NASA needs poses for Mars habitat in Texas



[ad_1]

(News)
– You want to find your Matt Damon inside you and spend a year pretending that you are isolated on Mars? NASA has a job for you. To prepare for potentially sending astronauts to Mars, NASA on Friday began taking requests for four people to live for a year in Mars Dune Alpha. It is a 1,700 square foot Martian habitat, created by a 3D printer, and inside a building at the Johnson Space Center in Houston, the AP reports. Paid volunteers will work on a simulated Martian exploration mission with spacewalks, limited home communications, food restrictions, resources, and equipment failures. NASA is planning three such experiments, the first starting in the fall of next year. The meals will all be meals prepared in the space, and no windows are provided. Some plants will be grown, but not the potatoes as in the movie The Martian, in which Damon played a stranded astronaut who survived on potatoes.

“We are looking at realistic situations on Mars,” said lead scientist Grace Douglas, to see how humans behave there. NASA isn’t looking for just anyone. Requirements include a master’s degree in a field of science, engineering or mathematics, or experience as a pilot.
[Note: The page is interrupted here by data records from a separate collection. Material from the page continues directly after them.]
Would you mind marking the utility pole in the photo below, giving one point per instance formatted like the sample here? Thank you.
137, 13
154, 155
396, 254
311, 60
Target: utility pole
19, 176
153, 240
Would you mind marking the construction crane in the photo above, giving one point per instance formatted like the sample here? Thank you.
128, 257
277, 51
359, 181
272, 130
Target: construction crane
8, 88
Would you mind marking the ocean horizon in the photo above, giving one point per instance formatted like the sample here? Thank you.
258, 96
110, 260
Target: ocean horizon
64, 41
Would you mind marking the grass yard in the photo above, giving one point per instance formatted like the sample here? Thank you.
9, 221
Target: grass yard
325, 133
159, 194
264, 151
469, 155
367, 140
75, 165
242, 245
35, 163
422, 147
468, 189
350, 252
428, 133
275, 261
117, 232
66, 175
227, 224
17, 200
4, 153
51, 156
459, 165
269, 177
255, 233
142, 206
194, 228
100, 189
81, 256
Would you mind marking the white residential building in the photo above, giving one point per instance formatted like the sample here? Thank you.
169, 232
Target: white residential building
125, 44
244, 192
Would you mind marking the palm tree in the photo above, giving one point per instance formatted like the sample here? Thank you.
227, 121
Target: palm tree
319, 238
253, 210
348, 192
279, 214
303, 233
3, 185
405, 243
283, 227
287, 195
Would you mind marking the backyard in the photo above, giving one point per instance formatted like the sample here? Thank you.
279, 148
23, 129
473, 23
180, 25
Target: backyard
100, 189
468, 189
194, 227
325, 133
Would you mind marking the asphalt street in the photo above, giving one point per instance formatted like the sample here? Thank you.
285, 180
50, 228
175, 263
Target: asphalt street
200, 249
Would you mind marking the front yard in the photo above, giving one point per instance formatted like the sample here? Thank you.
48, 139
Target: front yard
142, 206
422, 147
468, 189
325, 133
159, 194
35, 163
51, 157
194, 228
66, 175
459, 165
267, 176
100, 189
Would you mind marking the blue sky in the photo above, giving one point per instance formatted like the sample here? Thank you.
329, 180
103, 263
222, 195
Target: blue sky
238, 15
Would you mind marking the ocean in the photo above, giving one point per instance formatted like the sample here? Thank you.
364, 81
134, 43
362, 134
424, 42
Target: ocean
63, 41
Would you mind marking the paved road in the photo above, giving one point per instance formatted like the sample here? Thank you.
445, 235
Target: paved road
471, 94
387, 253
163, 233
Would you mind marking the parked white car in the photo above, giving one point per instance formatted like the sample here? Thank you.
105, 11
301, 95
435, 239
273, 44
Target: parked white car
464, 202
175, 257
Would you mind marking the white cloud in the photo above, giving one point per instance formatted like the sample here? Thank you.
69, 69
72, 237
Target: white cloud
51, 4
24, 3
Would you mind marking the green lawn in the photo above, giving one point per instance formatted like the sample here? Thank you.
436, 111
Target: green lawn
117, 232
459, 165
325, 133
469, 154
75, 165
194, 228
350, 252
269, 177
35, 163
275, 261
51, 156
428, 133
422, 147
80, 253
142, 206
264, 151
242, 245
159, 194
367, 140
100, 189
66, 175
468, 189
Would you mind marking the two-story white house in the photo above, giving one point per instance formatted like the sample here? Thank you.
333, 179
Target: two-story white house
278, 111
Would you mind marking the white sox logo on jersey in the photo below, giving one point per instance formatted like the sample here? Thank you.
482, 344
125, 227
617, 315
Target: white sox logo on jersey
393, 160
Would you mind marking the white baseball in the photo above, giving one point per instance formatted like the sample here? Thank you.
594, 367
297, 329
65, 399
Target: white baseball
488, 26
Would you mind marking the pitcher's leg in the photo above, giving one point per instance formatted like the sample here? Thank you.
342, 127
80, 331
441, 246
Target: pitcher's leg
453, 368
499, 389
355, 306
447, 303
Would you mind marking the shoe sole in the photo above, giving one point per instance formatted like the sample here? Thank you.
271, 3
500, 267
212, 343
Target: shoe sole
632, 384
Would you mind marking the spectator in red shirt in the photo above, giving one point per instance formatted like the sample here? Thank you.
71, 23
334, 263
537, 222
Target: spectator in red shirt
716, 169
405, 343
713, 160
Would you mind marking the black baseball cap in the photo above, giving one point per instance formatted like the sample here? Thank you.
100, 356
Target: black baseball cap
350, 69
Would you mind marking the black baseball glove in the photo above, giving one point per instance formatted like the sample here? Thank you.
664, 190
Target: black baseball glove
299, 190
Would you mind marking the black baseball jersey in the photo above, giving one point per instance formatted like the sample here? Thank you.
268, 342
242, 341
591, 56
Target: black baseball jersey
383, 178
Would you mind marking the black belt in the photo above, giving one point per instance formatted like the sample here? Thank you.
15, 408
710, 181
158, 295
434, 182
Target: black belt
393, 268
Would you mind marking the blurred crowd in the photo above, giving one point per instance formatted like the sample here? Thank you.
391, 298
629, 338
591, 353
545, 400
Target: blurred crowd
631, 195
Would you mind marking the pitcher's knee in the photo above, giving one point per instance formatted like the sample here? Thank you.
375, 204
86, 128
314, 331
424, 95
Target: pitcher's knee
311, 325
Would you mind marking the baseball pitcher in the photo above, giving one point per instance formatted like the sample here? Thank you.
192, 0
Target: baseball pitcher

Applicants should be between the ages of 30 and 55, in good physical health, free from dietary issues, and not prone to motion sickness. This shows that NASA is looking for people close to the astronauts, said former Canadian astronaut Chris Hadfield. That’s a good thing, he said, because it’s a better experience if the attendees are more like the people who will actually go to Mars. Past Russian efforts for a simulated mission to Mars called Mars 500 did not end well in part because the participants looked too much like ordinary people, he said. There could be “incredible freedom,” Hadfield said, in “a year away from the demands of your normal life.”